My initial reaction was that the approach seemed inefficient. Then I realized that the implementation amounts to automatic rollbacks: if the receiving application fails to delete the message, it is available to try again! The approach eliminated all sorts of exception logic in program code, and is brilliant in its simplicity.
Virtual Failure
Servers are a bit different than components such as a message queue service.
Virtual servers are no more or less reliable that physical ones; assuming that all other variables are equal. However there is one major difference: when virtual servers fail, you often lose the virtual disk drive attached to it. Think of this as loosely analogous to “RAID 0 with no persistence”- that is, non-redundant disk drives.
At the most basic level this characteristic requires incremental backups to persistent storage. However it’s really an opportunity to think about what “everything fails” really means. Because a large pool of virtual servers is essentially “infinite capacity”, I prefer to think of them as transitory computing resources at my command to bring on and offline in minutes. Essentially that means that computing resources are a separate and decoupled pool from data resources: really the SOA model applied to what we traditionally considered to be hardware.
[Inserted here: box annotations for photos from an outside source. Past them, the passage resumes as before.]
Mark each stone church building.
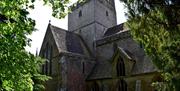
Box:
[40,0,161,91]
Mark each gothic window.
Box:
[79,10,82,17]
[91,82,99,91]
[49,46,53,75]
[116,57,125,76]
[106,11,109,16]
[116,80,127,91]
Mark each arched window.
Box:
[116,57,125,76]
[45,43,49,75]
[49,46,53,75]
[116,79,127,91]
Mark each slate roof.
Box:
[48,24,88,55]
[87,60,112,80]
[104,23,124,37]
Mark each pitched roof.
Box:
[48,24,88,55]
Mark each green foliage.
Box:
[0,0,54,91]
[121,0,180,91]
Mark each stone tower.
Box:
[68,0,117,53]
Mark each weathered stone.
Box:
[40,0,159,91]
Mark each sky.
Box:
[26,0,126,54]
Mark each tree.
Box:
[0,0,69,91]
[120,0,180,91]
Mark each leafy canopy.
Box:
[120,0,180,91]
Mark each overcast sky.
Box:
[26,0,126,54]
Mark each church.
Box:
[39,0,161,91]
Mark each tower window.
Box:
[106,11,109,16]
[79,10,82,17]
[116,79,127,91]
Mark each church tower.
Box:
[68,0,117,53]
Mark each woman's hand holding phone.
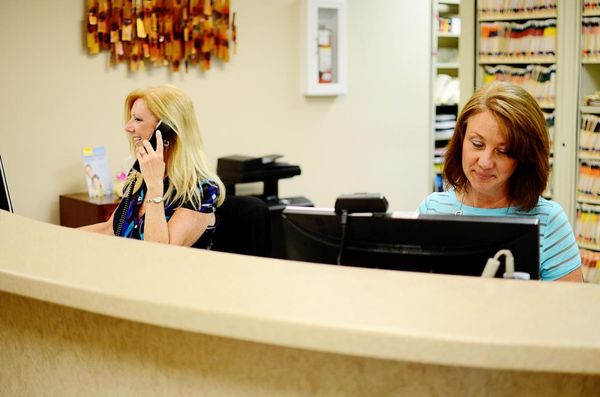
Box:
[135,130,166,190]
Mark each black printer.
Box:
[217,154,314,258]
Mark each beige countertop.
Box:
[0,211,600,374]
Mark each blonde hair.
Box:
[443,82,550,210]
[124,84,225,209]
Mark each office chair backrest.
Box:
[212,196,271,257]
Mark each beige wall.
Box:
[0,0,431,223]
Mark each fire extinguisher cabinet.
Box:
[302,0,347,96]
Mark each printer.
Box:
[217,154,314,258]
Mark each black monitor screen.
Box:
[0,157,13,212]
[282,207,540,279]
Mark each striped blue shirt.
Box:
[419,190,581,280]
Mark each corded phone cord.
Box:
[481,249,530,280]
[337,210,348,265]
[115,175,137,236]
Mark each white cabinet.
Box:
[302,0,348,96]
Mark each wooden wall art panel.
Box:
[85,0,236,72]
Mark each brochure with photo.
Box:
[83,146,112,197]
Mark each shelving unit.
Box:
[461,0,600,283]
[476,1,559,198]
[432,0,461,191]
[575,1,600,283]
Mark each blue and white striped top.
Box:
[419,190,581,280]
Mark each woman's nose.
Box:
[478,150,494,169]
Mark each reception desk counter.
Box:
[0,211,600,396]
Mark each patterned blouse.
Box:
[113,178,220,249]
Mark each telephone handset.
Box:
[113,120,174,236]
[133,120,173,172]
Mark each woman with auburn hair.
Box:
[82,85,225,249]
[419,82,583,281]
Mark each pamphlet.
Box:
[83,146,112,197]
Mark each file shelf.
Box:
[431,0,461,191]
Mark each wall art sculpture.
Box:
[85,0,237,72]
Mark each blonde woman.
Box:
[82,85,225,249]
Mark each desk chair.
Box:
[212,195,271,257]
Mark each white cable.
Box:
[481,249,531,280]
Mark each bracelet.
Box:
[146,196,164,204]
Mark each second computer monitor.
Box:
[282,207,540,279]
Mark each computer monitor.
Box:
[282,207,540,279]
[0,156,13,212]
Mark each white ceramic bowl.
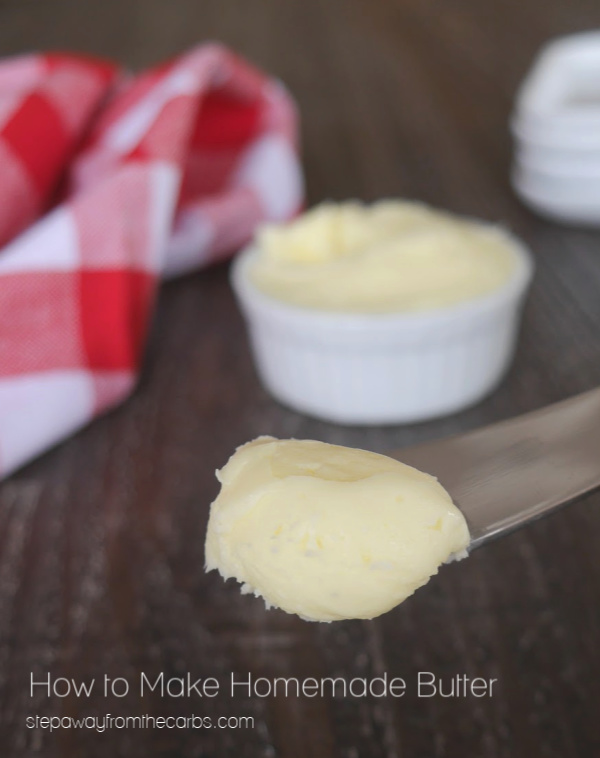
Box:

Academia has been thinking for some time about computing capacity as a resource instead of hardware. In the Grid Computing community, there is a project known as Condor that assigns “jobs” to resources, with a particular match between resource and job based on the characteristics of the job. For example, a large financial model might require a 64-bit environment that will be available to ten hours. Another job might be a low-priority inventory analysis program that can be pre-empted, and requires a 32-bit resource for three days. Condor seems reminiscent of mainframe batch jobs; yet in reality it is all about distributed computing.
Then there’s Hadoop (lucene.apache.org/hadoop/), which is an open source project framework intended to process large datasets on commodity-grade hardware, with the assumption that the hardware will fail. It slices computing tasks into smaller pieces, in order to distribute them across multiple computers—any one of which could fail and require that its assignment be re-run. Hadoop really shines when failure occurs, because any given task is small relative to the overall process; which in turn means that the “cost” of failure is low.
Hadoop isn’t just a research project. The New York Times used Hadoop in combination with virtual servers to generate 11 million PDF files in just 24 hours.
How Do You Plan to Fail?
There are as many approaches to application-level resiliency as there are architects who design systems in this manner; with only a few are presented here. The point is that designing for failure produces self-healing reliability at an affordable price.
How many components in your architecture are likely candidates for re-architecture using “everything fails” as guiding principal? Every organization has unique needs, and for that reason there are no patent solutions. Fortunately SOA is the set of building blocks needed to create a resilient and scalable architecture.